Während die bisherige Besiedlung des Pariser Umlandes sich auf die Flusstäler konzentrierte, wurden die Villes Nouvelles in der Regel auf kaum besiedelten, agrarisch genutzten Höhenrücken situiert. Widerstände der örtlichen Bevölkerung wurden durch Enteignungsmaßnahmen überwunden. Man versuchte dabei auch den Fehler der New Towns zu vermeiden, die in zu großer Entfernung von der Hauptstadt und zu klein geplant, keine wirklich belebten Städte geworden wären (so Paul Delouvrier in einer Rede vom 6. Januar 1966).
In der Folge kam es nicht zu dem um 1960 prognostizierten explosiven Bevölkerungswachstum der Region Paris, was die Entwicklung der Villes Nouvelles verlangsamte. Auch manche Auffassungen von Stadtplanung änderten sich. War die ursprüngliche Anlage der Pariser Satellitenstädte nach den Richtlinien der Charta von Athen im Sinne klarer Funktions- und Verkehrsentmischung ausgerichtet, trat bald die Notwendigkeit gemischter Nutzungen und die optimale Anbindung an den öffentlichen Verkehr via RER in den Vordergrund. Auch zeichnete sich bald ab, dass das traditionelle soziale West-Ostgefälle im Pariser Großraum auch auf die Villes Nouvelles ausstrahlte. In den 1970er und 1980er Jahren erhob sich auch das Bedürfnis nach interessanterer architektonischer Gestaltung und vermehrter Bürgermitbestimmung, was in den Villes Nouvelles in der Folge zur Errichtung zahlreicher postmoderner Bauten mit Wahrzeichen-Charakter führte (etwa durch die Architekten Ricardo Bofill und Manolo Nuñez). Diese populäre und kommerzielle Ausrichtung wurde von Anhängern der Moderne kritisiert, dürfte aber mit ein Faktor für das Gelingen des urbanistischen Experiments Ville nouvelle sein.
Beispiele außerhalb Paris
Weitere Villes nouvelles in Frankreich:
- Umgebung Lille: Villeneuve-d’Ascq
- Umgebung Lyon: Isle d’Abeau
- Umgebung Marseille: Rives de l’Étang de Berre
- Umgebung Rouen: Val de Reuil
Einfluss auf Belgien
Der in den 1970er Jahren erfolgte Aufbau der Universitätsstadt Louvain-la-Neuve nach Trennung der Katholischen Universität Löwen in einen französischsprachigen und einen niederländischsprachigen Teil kann ebenfalls als Gründung einer Ville nouvelle angesehen werden.
Literatur
- Nikolaus Hellmeyr (Hrsg.): Experiment: Stadt. Die französischen Villes Nouvelles zwischen Projekt und Bild. Haus der Architektur, Graz 1994, ISBN 3-901174-12-5 (Dokumente zur Architektur 2), (Ausstellungskatalog).

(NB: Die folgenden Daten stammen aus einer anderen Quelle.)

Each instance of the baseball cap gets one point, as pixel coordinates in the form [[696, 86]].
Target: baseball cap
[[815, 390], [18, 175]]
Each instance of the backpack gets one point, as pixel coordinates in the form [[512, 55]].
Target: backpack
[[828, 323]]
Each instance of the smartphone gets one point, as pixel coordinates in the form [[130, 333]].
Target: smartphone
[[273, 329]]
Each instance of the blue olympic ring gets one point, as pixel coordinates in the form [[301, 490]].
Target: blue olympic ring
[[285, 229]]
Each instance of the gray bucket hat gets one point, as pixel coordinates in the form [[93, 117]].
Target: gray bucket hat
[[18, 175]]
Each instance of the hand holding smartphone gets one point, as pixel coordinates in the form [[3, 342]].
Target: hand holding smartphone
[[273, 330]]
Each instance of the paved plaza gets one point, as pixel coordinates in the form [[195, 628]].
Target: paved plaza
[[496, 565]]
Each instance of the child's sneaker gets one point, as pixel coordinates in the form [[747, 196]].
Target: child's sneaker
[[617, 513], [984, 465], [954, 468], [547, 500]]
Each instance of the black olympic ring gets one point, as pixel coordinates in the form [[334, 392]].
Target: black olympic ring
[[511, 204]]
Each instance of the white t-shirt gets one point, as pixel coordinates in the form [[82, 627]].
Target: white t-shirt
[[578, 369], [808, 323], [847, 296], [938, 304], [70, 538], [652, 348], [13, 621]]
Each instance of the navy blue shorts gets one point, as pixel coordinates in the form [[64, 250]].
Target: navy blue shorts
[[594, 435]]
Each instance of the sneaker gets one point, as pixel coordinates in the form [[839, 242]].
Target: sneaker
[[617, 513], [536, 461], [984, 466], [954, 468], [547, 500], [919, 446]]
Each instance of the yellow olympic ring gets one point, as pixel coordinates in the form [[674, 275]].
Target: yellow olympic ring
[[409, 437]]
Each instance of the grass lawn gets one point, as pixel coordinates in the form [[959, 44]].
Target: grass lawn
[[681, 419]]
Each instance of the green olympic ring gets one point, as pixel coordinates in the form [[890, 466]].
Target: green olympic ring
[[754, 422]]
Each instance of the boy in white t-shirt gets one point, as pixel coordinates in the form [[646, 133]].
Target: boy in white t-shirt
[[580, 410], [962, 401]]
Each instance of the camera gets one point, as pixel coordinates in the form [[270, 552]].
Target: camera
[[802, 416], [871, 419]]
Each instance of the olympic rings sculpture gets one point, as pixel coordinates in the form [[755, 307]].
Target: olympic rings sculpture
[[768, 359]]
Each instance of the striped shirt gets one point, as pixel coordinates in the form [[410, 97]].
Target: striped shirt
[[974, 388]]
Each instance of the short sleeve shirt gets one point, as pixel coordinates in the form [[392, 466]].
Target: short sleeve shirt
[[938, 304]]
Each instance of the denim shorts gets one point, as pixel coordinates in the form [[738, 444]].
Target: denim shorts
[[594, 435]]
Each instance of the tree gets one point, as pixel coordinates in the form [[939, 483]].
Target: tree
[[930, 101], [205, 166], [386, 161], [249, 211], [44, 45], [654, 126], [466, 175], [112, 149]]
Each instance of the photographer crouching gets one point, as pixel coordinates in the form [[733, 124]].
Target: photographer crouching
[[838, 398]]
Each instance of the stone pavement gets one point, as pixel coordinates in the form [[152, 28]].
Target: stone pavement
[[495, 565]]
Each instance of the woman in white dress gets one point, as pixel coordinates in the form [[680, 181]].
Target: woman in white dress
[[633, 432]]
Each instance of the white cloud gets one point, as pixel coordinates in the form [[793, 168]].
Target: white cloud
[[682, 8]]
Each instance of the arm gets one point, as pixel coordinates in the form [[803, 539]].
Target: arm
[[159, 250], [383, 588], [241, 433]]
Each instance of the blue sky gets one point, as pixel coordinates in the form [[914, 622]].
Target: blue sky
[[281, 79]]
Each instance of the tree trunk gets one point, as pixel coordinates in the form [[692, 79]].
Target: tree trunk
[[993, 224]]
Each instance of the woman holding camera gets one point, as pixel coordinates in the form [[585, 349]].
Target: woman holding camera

- Robert Schediwy: Städtebilder. Reflexionen zum Wandel in Architektur und Urbanistik. 2. Auflage. Lit, Wien 2005, ISBN 3-8258-7755-8, S. 276ff..
- Theodoros Ioannidis: Die Villes Nouvelles in der Île-de-France. Idee, Realisierung und Perspektiven. Beispielfall: Évry. Aachen 2003, S. 161ff. (Magisterarbeit, TH Aachen). doi:10.3239/9783638184489
Kategorien:- Stadtplanung (Frankreich)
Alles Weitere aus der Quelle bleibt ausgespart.